Head coach Adam Wilkinson gives final instructions before the Indians host Farmington Oct. 9. Photo: Dave Burnham
Wilkinson’s Young Indians Holding their Own
NEWINGTON - Adam Wilkinson’s passion for the game of soccer started when he was a youngster. Over the years, Wilkinson has picked up a wealth of experience playing and coaching the sport in his native England and across the pond. What he didn’t have, before he took over the Newington girls soccer program in 2013, was head coaching experience on the high school level.
Twelve games in, the Wethersfield resident is satisfied with the way the Indians’ season has progressed and the team’s 6-4-2 record.
“Coming in, I didn’t have any idea of the chemistry of the team. What I knew was that I had some talented, albeit young, players in the program. As the season has gone on, I’ve realized that the CCC West is by far the most competitive of the four divisions and there are very few ‘gimme’ games. With that being said, the girls have coped very well and have held their own in all games. Our main problem has been consistency and killing off games. So far, we’ve taken the lead in nine of our 12 games, yet have only won six of those nine despite out-shooting most of our opponents. I’ll chalk it up to having a young team and hopefully it stands us in good stead for the future,” said Wilkinson.

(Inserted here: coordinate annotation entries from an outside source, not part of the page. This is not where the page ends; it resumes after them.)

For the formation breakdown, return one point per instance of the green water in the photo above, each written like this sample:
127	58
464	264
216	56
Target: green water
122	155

“As far as systems of play, I require my players to work hard. It doesn’t matter how talented or raw you are, everyone can work hard. I also like my players to be flexible in the formations and styles they can play. Not every game is going to pretty. Sometimes playing ‘ugly’ is what’s required. Theoretically, I’d like my teams to get the ball down and beat teams with combination play and movement off the ball, but not every game works like that, particularly in high school, so I try to have my teams be able to adapt their games as the situation dictates.
“Going forward, we have lots of options that include depth, speed, strength and technique with a young but talented midfield that can supply them. Defensively, I have introduced a new system that players have taken a little time to adapt to. Couple that with not having the same depth as I do in my midfield and attacking ranks, and a few injuries have left us short in a few games,” according to Wilkinson, whose soccer resume includes playing professionally as a defender for Rochdale United Football Club in England and the Massachusetts Pioneers.
“Over the past few games, the players have settled into the new system and have come to look very solid and increasingly difficult to break down. I’ve gotten a great goal scoring output from my front three-- Kaila Lozada (nine goals), Brooke Hellman (five goals) and Mackenzie Luiz (five goals) and several assists from Juliana Santos in midfield who will always grab the headlines --but the midfield and defensive players behind them doing the ‘grunt work,’ as I like to call it, are equally important to the team.”
The Indians started the season with a 3-0 win over Bristol Central with Lozada, Kayla Larose and Hellman each finding the net. A 1-0 win over Simsbury followed before Wilkinson and company faced another Indians squad, from Farmington, with the FHS Indians prevailing, 6-1. Eight games later, Newington and Farmington met again, this time under the Alumni Field lights. Luiz put the NHS Indians up 1-0 with a goal eight minutes into the second half of the rematch Oct. 9. The game ended up deadlocked when Farmington scored the equalizer 11 minutes later. The Indians continued their tough play Oct. 11, with the host Hall Warriors needing overtime to secure a 1-0 victory.
Wilkinson, who authored an outstanding collegiate soccer career at Central Connecticut State University (1993-96) on a full scholarship, etched his name in the CCSU record book for most career appearances (80) and most career starts (78).
“CCSU was my opportunity to keep playing and get an education at the same time, and head coach Shaun Green’s summer camps were probably my first introduction to coaching,” Wilkinson said. “CCSU certainly opened up the path to coaching for me through the connections I made there.”
While at Central, Wilkinson met Steve Coxon, a former player who was coaching West Hartford Travel, and he became Coxon’s assistant. Wilkinson then reunited with former CCSU athletic trainer Paul Halford for a four-year stint with World Class Premier in Windsor before Coxon’s offer to come on board with the Connecticut Wolves proved too good to refuse. The Connecticut Wolves, which got its start as a premier club for girls back in 1999, has evolved into Connecticut Football Club, a full service soccer club for boys and girls that offers programs to players of all levels from women’s and men’s semi-professional teams to Youth Developmental Programs. Wilkinson has been a part of CFC for a dozen years, coaching girls’ teams.